Psikiyatr arkadaşım Alper Hasanoğlu’yla beraber, ruhsal olarak dayanıklı ve duygusal anlamda esnek olma üzerine bir kitap yazıyoruz. O erişkin, ben de çocuk kısmını yazıyorum. Savaşlar artıyor, terör artıyor, küresel ısınma var. Yokluk, açlık var. Toz pembe dünya sunmak, gerçekleri söylememek doğru değil. Çocukların dış koşullara karşı daha esnek olması sağlanmalı. Olumsuzluklar olduğunda onların anlayacağı dilde “Böyle şeyler oluyor ama hayat devam ediyor” gibi her şeyi tüm açıklığıyla konuşmalı, duyguları, insanların mağduriyetinin ne anlama geldiği anlatılmalı. Ne için üzüldüğümüzü, onların yerine kendimizi koyabildiğimizi göstermeli. Bencil ve duyarsız bir çocuk yetiştirmemek çok önemli. Hayatı olduğu gibi gösterin, gerçekçi olun, ölüm de var, doğum da...
■ Çocuk anneyi ısırmaya, vurmaya meyilliye nasıl davranmalı?

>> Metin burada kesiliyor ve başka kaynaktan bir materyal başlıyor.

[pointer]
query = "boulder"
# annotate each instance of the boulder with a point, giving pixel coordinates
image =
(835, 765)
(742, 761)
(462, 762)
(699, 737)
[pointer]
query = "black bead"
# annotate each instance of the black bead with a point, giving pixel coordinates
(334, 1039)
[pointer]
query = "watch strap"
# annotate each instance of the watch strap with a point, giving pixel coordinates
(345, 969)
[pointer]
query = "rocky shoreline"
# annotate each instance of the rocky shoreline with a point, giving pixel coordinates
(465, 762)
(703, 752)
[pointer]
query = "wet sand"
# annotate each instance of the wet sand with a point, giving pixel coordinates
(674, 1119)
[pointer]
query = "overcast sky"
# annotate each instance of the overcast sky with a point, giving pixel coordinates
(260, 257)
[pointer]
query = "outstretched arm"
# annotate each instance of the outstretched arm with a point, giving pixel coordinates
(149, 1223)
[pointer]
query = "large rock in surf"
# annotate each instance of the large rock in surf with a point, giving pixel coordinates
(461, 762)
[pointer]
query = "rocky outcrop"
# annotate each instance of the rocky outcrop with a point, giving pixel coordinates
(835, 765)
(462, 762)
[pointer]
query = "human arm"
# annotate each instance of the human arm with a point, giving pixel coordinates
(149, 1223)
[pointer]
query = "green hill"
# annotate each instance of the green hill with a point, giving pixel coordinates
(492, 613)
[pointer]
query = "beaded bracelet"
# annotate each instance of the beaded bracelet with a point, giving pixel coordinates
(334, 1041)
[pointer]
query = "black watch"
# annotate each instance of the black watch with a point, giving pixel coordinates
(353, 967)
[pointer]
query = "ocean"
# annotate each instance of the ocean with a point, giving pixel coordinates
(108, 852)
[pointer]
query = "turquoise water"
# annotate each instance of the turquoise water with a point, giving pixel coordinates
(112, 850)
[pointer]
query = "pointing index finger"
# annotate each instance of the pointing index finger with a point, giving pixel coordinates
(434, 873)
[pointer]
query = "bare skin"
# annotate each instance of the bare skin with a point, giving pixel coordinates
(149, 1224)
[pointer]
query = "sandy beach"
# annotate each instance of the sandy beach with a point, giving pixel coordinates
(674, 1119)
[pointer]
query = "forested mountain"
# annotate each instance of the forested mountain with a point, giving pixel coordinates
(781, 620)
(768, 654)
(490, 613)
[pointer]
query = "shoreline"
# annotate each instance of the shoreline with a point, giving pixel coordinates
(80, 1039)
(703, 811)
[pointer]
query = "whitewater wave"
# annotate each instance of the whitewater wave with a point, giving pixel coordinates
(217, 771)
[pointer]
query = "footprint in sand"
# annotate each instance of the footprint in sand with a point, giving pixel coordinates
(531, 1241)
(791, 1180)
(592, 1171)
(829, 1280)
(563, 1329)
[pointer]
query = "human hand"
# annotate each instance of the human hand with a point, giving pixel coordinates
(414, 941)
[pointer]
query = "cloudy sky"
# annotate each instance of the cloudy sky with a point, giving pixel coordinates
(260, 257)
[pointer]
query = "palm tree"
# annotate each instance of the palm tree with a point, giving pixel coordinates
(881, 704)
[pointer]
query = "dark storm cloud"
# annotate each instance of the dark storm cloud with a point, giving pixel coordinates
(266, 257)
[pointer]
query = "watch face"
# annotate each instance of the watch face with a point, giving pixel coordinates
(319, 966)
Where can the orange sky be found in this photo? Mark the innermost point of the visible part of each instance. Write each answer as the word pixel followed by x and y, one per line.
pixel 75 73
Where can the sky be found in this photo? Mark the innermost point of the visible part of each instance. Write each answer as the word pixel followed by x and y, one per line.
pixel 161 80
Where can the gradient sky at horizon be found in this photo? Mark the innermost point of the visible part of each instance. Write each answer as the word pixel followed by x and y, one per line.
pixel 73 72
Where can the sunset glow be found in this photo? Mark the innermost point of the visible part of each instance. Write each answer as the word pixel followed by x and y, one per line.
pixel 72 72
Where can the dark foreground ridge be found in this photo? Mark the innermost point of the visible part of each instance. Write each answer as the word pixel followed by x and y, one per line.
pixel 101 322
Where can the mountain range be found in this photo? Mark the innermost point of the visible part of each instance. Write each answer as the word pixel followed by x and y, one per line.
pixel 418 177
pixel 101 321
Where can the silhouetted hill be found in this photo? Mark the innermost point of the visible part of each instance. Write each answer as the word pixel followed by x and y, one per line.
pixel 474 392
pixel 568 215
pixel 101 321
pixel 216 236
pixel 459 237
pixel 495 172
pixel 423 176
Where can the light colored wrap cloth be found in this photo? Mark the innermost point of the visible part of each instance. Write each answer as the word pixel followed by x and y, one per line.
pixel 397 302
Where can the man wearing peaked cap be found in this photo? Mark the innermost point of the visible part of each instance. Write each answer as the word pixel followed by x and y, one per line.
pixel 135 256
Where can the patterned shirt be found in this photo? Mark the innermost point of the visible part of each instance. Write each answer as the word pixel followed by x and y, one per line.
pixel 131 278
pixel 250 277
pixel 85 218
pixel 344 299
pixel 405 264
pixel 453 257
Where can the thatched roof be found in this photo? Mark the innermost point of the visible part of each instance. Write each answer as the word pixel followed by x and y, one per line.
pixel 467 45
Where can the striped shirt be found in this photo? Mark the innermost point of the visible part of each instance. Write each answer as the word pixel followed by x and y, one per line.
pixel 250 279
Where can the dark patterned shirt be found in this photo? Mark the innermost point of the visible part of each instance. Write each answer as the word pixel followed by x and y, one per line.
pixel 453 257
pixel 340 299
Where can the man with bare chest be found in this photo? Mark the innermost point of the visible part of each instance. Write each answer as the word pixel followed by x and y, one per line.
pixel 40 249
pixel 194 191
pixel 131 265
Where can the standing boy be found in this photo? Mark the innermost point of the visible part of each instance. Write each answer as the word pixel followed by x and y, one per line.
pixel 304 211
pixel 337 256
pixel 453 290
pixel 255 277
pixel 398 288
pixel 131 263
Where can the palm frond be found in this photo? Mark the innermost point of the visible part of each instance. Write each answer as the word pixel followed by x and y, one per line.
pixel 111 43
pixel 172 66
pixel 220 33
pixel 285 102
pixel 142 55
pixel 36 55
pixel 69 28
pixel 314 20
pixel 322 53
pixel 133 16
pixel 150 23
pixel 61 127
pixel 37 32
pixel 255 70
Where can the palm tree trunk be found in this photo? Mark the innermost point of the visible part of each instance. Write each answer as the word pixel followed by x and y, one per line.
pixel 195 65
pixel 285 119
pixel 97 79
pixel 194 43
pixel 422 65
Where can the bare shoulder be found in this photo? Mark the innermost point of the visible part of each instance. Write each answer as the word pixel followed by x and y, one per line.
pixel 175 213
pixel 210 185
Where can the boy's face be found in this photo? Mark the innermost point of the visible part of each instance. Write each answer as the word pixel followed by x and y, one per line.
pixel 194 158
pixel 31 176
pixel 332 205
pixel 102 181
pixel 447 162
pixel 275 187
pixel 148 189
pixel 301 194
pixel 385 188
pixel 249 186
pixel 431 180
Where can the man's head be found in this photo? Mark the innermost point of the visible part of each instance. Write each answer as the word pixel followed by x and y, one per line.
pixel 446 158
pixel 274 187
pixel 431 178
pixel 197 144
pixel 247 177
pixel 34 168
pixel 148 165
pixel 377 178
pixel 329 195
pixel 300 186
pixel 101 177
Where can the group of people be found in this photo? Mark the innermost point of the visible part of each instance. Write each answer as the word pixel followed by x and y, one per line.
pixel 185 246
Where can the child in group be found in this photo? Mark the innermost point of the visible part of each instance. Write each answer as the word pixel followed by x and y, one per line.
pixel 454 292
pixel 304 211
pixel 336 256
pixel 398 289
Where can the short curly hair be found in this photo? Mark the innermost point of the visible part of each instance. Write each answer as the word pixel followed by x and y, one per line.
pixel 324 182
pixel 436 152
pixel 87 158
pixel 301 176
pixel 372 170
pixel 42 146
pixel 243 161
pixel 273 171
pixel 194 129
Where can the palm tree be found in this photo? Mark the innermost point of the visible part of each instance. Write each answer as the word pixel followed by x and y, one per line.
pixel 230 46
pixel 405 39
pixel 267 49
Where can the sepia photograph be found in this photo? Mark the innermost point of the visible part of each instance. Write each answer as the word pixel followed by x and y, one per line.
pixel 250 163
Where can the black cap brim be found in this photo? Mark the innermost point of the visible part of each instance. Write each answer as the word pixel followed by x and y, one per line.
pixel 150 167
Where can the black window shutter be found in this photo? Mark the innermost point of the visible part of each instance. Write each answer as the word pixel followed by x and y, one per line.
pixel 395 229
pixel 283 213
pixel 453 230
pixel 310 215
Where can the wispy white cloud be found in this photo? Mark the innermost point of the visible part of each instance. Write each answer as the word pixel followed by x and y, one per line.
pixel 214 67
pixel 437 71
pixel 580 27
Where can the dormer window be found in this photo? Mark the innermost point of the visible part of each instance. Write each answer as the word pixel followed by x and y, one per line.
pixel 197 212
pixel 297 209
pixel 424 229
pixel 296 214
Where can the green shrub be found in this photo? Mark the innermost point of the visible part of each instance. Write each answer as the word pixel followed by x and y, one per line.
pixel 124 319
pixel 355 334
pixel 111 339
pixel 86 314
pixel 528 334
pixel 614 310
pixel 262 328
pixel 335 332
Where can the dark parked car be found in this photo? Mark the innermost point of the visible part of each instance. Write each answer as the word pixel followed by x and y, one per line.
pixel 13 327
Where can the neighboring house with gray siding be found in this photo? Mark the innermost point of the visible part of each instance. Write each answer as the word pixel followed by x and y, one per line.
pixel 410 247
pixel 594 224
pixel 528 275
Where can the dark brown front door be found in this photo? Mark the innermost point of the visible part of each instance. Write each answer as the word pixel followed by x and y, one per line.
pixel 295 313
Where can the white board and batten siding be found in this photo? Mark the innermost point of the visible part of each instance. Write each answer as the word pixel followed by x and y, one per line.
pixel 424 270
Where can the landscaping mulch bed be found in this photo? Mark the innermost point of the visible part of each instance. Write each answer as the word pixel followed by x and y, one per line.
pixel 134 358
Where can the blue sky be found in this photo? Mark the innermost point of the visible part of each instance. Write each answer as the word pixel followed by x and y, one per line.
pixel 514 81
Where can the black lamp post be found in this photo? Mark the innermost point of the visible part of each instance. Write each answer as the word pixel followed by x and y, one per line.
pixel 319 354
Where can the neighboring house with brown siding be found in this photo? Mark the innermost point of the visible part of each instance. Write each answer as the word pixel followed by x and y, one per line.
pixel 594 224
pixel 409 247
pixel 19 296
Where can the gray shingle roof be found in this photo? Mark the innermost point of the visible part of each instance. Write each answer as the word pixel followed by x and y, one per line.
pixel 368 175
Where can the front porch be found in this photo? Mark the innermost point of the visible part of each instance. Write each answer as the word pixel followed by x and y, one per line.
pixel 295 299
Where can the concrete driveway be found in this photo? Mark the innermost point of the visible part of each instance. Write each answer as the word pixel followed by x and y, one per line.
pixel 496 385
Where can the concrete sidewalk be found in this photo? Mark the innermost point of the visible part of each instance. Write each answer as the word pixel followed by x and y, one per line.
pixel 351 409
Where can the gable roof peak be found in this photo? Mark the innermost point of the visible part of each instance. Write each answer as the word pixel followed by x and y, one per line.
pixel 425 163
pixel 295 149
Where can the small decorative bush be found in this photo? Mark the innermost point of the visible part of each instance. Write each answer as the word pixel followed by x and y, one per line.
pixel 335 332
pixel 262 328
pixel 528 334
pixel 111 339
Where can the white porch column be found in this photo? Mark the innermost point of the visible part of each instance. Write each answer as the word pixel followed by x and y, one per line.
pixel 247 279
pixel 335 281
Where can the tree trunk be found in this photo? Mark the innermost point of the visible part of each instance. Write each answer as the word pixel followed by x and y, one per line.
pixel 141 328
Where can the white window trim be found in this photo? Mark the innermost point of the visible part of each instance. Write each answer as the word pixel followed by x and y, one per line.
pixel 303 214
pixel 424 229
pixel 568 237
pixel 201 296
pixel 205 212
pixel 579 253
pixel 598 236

Belirli dönemleri var. Mesela 2 yaş sendromu... Bağımsızlığını kazanmaya çalışır çocuk. Bu gibi dönemlerde sınırlarını dener. Çocuğa sınır konulmalı, ısırınca canınız acıyorsa net şekilde ortaya koyun, “Hayır istemiyorum” deyin. Bir kere ısırdığında anneanne gülerse, çocuk zaman zaman ısırıp tepkinizi dener. Her seferinde aynı tepkiyi görürse bunun doğru bir davranış olmadığını öğrenir. Yuvaya başladığında başkasını ısırmaz. Evde öğrenilmezse eyvah! İleride büyüdüğünde sınır tanımayan erişkinlerden olur. Her şeyi yapma yetkisine sahip hisseder. Bankaya gittiğinde sıra beklemeye tahammül edemez. 2 yaş bunalımı dediğimiz şeyi 30 yaşındaki biri olarak geçirir.